Death strikes randomly in these lists just as in those of Athens. The ancient sacrificial victims thus fell at the same time under the blow of the law, a law returning regularly every year, and the blow of crossroad accidents—since the children who were roasted in the belly of Baal came from the traffic circle where everyday life had brought them among the crowd, suddenly taken there as the first comers fell, as I was saying, under the blow of blind social necessity and chance, of knowledge and blindness, of a strange relation of the local and the global or of one case to the large number.  Likewise, when Christ in the Gospel addressed sharply the group that was ready to stone the adulterous woman in these terms—“Let he who is without sin cast the first stone at her”—he made a clear allusion to that indispensable custom that no one was supposed to know who the first thrower was so that each might think that he had cast hisstone after the victim’s death and that he might therefore take no responsibility for this crime. In the same way, in every firing squad, each person can think that he benefited from the blank round.

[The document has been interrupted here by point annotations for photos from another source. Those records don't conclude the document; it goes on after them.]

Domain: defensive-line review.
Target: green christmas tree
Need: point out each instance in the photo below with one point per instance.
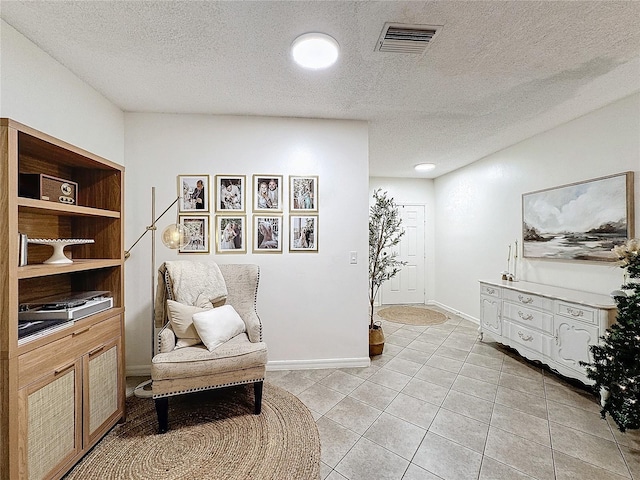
(616, 361)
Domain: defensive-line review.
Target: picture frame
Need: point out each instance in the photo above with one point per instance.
(267, 234)
(231, 236)
(198, 228)
(230, 193)
(303, 193)
(193, 193)
(580, 221)
(267, 193)
(303, 233)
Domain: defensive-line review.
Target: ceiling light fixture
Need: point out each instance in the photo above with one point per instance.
(424, 167)
(315, 51)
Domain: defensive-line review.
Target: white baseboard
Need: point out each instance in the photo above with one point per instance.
(320, 363)
(138, 371)
(454, 311)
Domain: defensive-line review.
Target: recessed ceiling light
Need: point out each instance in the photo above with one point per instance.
(424, 167)
(315, 50)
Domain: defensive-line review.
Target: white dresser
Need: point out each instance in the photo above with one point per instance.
(551, 324)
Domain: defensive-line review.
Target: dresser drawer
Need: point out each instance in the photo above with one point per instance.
(528, 337)
(490, 290)
(528, 317)
(86, 339)
(529, 300)
(577, 312)
(48, 358)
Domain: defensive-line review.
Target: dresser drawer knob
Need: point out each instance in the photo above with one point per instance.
(525, 316)
(525, 299)
(525, 338)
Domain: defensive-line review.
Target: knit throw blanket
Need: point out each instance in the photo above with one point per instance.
(193, 283)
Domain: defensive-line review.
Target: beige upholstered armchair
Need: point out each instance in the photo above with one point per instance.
(177, 369)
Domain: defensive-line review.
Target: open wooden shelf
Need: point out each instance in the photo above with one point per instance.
(38, 206)
(91, 385)
(42, 270)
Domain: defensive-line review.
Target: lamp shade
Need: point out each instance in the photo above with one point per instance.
(175, 236)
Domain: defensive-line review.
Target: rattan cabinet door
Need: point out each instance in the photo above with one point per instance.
(50, 418)
(101, 389)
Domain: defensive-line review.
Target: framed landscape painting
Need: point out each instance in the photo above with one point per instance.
(230, 234)
(193, 191)
(267, 234)
(267, 193)
(303, 233)
(198, 228)
(580, 221)
(304, 194)
(230, 193)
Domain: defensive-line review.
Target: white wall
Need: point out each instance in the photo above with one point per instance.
(414, 191)
(313, 306)
(478, 208)
(39, 92)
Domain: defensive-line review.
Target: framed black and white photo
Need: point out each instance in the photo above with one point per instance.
(579, 221)
(303, 233)
(193, 191)
(267, 193)
(230, 193)
(303, 192)
(267, 234)
(231, 234)
(198, 229)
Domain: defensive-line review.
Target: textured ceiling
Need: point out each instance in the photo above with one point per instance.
(497, 73)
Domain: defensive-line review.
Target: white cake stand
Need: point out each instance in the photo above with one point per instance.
(58, 257)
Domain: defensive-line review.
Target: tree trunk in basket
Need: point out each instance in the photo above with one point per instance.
(376, 341)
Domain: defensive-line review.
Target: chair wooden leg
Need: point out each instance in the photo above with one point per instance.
(162, 409)
(257, 393)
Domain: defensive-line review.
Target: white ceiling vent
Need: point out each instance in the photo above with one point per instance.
(402, 38)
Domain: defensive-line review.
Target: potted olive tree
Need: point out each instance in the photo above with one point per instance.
(384, 233)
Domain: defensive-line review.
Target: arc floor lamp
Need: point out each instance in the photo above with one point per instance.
(174, 236)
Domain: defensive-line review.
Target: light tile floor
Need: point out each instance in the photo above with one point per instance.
(439, 404)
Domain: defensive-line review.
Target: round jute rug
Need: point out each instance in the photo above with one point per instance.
(412, 315)
(212, 435)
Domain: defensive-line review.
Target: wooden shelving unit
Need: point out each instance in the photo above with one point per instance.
(62, 391)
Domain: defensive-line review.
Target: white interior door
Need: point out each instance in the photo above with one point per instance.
(408, 285)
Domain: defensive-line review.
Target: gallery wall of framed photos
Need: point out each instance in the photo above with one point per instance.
(276, 219)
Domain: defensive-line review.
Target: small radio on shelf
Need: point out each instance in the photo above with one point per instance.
(48, 188)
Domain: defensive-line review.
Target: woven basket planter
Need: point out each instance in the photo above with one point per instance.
(376, 340)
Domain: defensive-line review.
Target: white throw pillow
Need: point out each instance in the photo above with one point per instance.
(218, 325)
(182, 324)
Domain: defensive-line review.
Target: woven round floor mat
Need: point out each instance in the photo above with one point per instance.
(212, 435)
(412, 315)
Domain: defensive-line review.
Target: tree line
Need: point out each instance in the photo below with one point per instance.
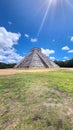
(5, 66)
(67, 63)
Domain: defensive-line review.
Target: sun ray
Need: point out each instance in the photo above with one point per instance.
(43, 21)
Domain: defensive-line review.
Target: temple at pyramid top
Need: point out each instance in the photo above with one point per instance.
(36, 59)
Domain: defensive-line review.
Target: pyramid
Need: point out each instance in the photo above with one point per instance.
(36, 59)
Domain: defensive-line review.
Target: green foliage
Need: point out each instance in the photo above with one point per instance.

Therefore no one sins; no one throws the first stone. Chance, one more time, mixes with law, ignorance with knowledge, and the local gets lost or is hidden in the global. Certain things happen without cause and without assassin. It’s raining stones, and the subject of the intransitive verb is transformed into a law of physical nature. 6  If such was not the case, one fine day would come when the group would turn against he who had cast the first stone, put suddenly in the place of the adulterous woman. And the same schema would be repeated right up until the last person. At the limit, the risk of the extinction of the group can be seen to dawn, an extinction slowed or prevented by this social technology. Such technology therefore prepares the way for what I have called collective immortality.  The parallel is striking: and what if Antiquity had truly known something that we’ve forgotten, something that concerns the relations of the local and the global? Of what I have called “we”?  I no longer belong to the generation of enthusiastic positivists who believed that the lights of science and the performances of technology were by themselves going to save the world from darkness, disease andpoverty, accidents, war, and death, provided that everything outside of rational intervention be eradicated. Nor do I belong to the more recent generation who only sees misfortune and destruction in every scientific advancement. Those who cry victory and those who shout scandal speak with excessive voices. Like every battle or every division between two exclusive principles, this conflict won’t produce anything but its reproduction.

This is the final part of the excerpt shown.